昨今のソフトウェアエンジニアリングの業界では、プログラム言語とフレームワークばかりが注目されている中、そこにローコードやノーコードがどんどん進出してきてる…そんな勢力図が見え隠れしている気がしてならないのですが、案外誰もまともに取り合っていないように見えるのが

『アルゴリズム』

です。

プログラム言語を活かすも殺すも、変更容易性や試験容易性にも深く関わってくるも、すべてパッケージやクラス、モジュールなどの構成とアルゴリズムの美しさ…というか出来次第だと思うのですが、そういったところがずいぶん軽視されている気がしてなりません。

アルゴリズムは非常に奥が深い技術です。

そもそもアルゴリズムとは、「問題を解決するための手順や計算方法」を指す言葉です。「算法」と呼ばれることもありますが、答えを求めるときの手順を具体的かつ明確に示したものだと言えます。つまり、アルゴリズムとは、その手順に沿っていれば誰でも同じ答えが得られるものを指します。

当たり前のことですが、正しく理解すれば簡単なアルゴリズムは特段IT業界でなくても有用です。要するに「再現性の高い、論理的な手続き」のことですから、日常の中に取り入れるのは何も難しいことではありません。

極論すれば、

 1+1=2

というのもアルゴリズムなわけです。算数の世界においては「誰が」「いつ」「どこで」「何度」計算しても同じ結果が再現されますよね。「1に1を足す」という手続きをすれば、「2になる」という結果を導き出せるわけです(算数に限った話ですけど(数学の世界ではまた別))。
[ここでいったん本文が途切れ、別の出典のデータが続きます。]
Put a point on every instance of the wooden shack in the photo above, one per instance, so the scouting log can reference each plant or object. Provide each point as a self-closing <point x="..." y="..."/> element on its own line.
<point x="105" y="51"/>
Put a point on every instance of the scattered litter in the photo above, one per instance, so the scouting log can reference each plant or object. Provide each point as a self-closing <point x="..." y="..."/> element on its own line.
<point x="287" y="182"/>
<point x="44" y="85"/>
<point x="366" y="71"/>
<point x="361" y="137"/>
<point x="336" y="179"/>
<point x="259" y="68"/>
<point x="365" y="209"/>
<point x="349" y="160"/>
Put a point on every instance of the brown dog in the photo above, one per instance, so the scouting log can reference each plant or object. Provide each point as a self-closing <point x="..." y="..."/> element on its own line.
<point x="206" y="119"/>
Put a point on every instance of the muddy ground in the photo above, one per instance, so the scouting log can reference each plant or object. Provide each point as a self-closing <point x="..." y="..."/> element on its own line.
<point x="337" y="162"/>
もう少し現実的な例をあげるなら、料理のレシピなどもアルゴリズムと言って差し支えないでしょう。家電製品の取扱説明書もそうかもしれませんね。


そんななじみの深いアルゴリズムですが、人が読み解こうとするからか安易に「わかりやすいアルゴリズム」が「良いアルゴリズム」であると勘違いされがちです。
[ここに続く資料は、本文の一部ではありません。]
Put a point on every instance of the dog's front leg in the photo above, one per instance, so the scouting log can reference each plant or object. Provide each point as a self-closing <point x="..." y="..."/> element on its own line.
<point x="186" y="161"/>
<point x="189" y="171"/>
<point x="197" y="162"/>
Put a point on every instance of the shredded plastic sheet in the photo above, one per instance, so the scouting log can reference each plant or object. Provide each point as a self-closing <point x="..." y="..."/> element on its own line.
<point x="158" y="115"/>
たとえば、一昔前はIT業界の中で新人教育によく題材とされていた「検索」のアルゴリズムを考えてみましょう。

アルファベット大文字26文字のカードから「A」を探し当てる

検索そのものはそう難しいことではありません。もし仮にカードが最初にアルファベット順に並べてあれば、最初の1枚目が「A」に決まっています。

ひらがな50音カードから「ん」を探し当てるのも、そう難しいことではありません。もしカードがあいうえお順に並べてあれば、最後の1枚が「ん」に決まっています。
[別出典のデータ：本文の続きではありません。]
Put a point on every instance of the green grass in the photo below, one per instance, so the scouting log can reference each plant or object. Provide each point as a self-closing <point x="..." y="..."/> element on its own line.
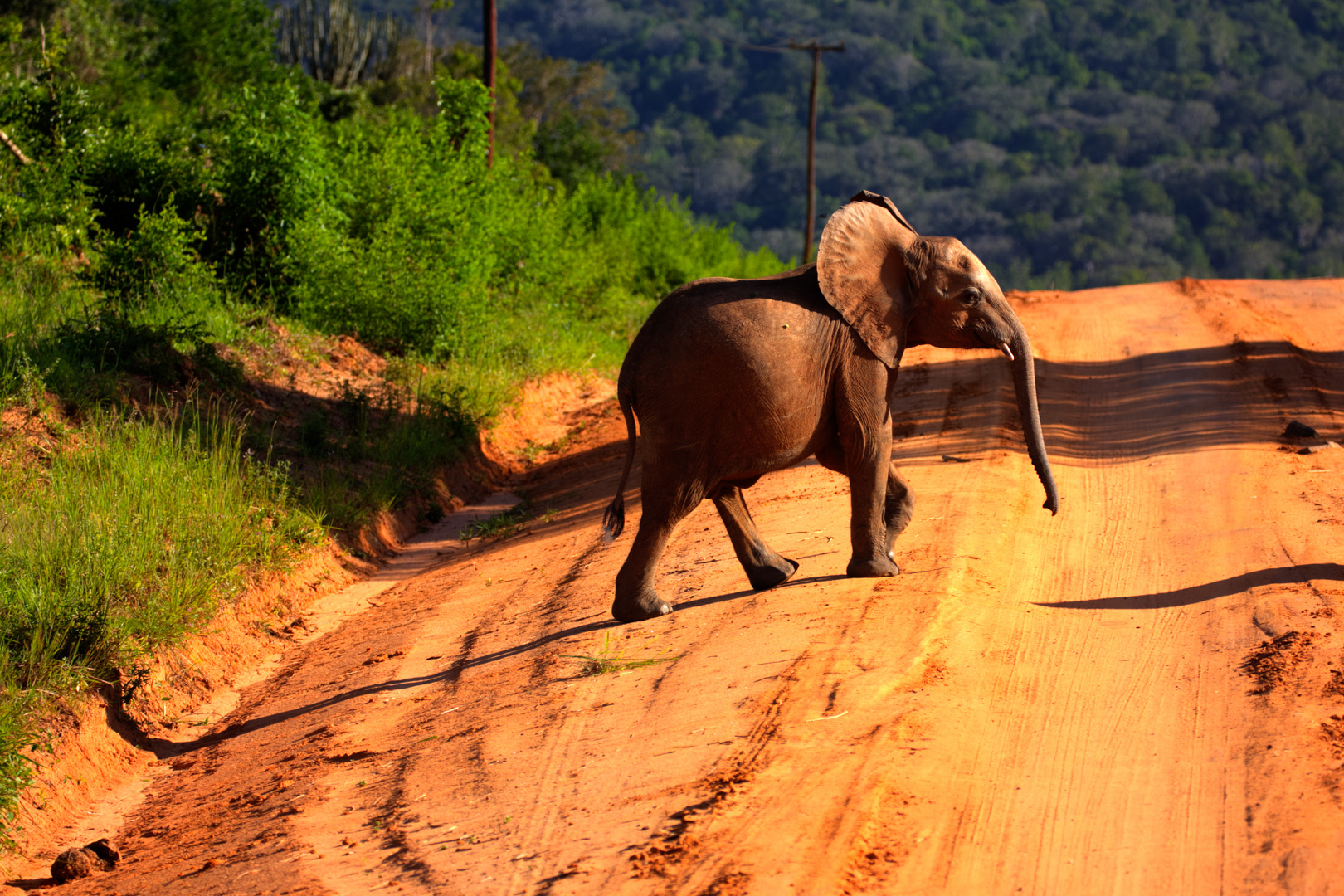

性能的な要件やスマートさを考えなければバブルソートだろうが、ヒープソートだろうが、二分木探索だろうが、はたまた全く新しい検索方法だろうがまぁ何かしら思いつくことでしょう。

しかし、カードが10,000種類あったらどうでしょう。

1枚のカードをめくるのに1秒かかるとしても、最後のカードに行き着くには10,000秒、約3時間が必要です。できるかどうか以前に嫌気がさしてしまって人手で検索してみたいという気にもならないでしょう。

100万種類だったら?
1億種類だったら?

コンピュータに検索させるとしても嫌気がさしてきそうです。検索に時間がかかるため待ち時間が長くなるからです。この「端からめくっていって探しあてる」方法をアルゴリズムの用語では"逐次探索"と呼びます。

ん-…昨今のソフトウェア開発において「逐次」という言葉自体が死語になりつつある気がしますね。記憶媒体に磁気テープが使われていた頃はまだまだ普通に使われていましたけども。

『探索』『整列』はアルゴリズムにおいて、切っても切り離せない最も重要な要素です。

逐次探索は非常にシンプルでわかりやすいものの、検索方法としては最も古典的で効率の悪い方法の1つといえます。効率が悪いうえに、大きな課題/問題に対してはその問題の大きさに比例して(実際にはそれ以上に)時間がかかります。


ここで、二分木探索というアルゴリズムを採用してみることにしましょう。
二分木探索を簡単に説明すると、データを

「親1つの下に子が2つ」
「右の子は左の子より大きい」

という形式で整理するというものです。これも「基本情報技術者資格」程度の知識があれば知らない人はいないと言われるアルゴリズムの基本ですよね。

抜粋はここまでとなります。